Ysenda Maxtone Graham

Telling tales out of school

issue 26 January 2013

The difficult thing about writing a memoir is this: how do you avoid numbing the reader with endless thumbnail sketches of the hundreds of characters who have crossed your path? It’s easier in a novel, where you might have seven to ten main characters and can take time to delve deeply into each one.  In a memoir which spans a long life from pre-war Eton to modern-day Yorkshire, you need to be a very good writer indeed to bring alive, for instance, Mrs Tedder, who did the washing-up at Sunningdale School in 1953. Are you interested?

Well, I’m happy to tell you that you are. Wild Writing Granny is a book full of delight. It is shot through with love, anguish, light, darkness and fun. If you enjoy reading about English schoolmasters, matrons and schoolboys, you’ll adore it. Mary Sheepshanks is a skilled and wise writer. Her thumbnail sketches are so controlled, so accurate, so honest and concise, that within three lines of being introduced to the 130th character you have laughed and almost cried.

She was born Mary Nickson, the daughter of an Eton junior master who later became a housemaster, and the first chapters of the book describe Eton as seen through the eyes of a little girl living in Baldwin’s End Cottage, with a view of horses grazing on Fellows’ Eyot out of one window, and of Windsor Castle out of another.

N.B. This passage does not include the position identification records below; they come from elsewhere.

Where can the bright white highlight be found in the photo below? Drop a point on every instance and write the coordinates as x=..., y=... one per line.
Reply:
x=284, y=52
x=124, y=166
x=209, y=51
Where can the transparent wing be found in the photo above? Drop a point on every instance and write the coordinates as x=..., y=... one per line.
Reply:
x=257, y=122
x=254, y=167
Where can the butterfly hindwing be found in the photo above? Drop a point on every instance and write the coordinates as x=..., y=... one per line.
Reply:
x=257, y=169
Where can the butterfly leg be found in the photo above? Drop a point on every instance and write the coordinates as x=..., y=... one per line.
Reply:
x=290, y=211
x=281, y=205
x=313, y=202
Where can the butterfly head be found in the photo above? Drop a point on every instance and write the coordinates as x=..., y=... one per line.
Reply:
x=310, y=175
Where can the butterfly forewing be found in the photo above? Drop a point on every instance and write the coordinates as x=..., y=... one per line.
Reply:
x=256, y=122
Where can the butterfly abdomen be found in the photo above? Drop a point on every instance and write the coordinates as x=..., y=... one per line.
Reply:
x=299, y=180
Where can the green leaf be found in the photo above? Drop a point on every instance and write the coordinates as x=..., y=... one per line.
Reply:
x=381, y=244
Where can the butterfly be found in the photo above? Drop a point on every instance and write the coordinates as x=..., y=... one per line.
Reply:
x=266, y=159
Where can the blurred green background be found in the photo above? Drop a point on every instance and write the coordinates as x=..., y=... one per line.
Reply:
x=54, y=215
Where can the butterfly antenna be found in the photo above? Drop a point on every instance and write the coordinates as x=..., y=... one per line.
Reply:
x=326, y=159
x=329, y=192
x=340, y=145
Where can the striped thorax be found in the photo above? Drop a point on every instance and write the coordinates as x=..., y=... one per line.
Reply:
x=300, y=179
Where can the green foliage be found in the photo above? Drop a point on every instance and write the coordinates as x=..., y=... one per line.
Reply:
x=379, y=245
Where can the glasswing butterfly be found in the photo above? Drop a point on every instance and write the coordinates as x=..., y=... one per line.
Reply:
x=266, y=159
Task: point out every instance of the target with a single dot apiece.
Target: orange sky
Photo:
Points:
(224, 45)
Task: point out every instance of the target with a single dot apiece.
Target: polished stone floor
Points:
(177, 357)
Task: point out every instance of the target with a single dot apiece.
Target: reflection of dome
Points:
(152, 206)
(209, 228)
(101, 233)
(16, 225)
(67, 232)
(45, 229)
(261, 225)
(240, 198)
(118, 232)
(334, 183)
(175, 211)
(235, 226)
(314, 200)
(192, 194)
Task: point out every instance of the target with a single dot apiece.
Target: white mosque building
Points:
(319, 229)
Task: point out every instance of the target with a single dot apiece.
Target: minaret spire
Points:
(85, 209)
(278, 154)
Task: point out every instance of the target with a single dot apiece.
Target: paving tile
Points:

Her father was much loved, a man who ‘created virtue by imputing it’. He drew cartoons on the boys’ fortnightly order cards and flipped them frisbee-like across the classroom, accurately aiming for each boy in turn.

I felt my eyes aching with dazzlement as I read her evocations of summer afternoons with starched nannies under the chestnut tree on the newly mown grass of the playing fields, followed by meanderings in the darkness and shade of School Yard and the cloisters. Rarely can Eton have been so enchantingly described. The household cavalry swimming their horses across the Thames; Mary’s bee-keeping mother cycling through the Eton lanes in full anti-bee regalia; Mary making up her own words in chapel for the Benedicite (‘O all ye taps in the bathroom, bless ye the Lord’); going to Girl Guide classes at Windsor Castle with the young Princesses… On every page there are vignettes such as these to savour.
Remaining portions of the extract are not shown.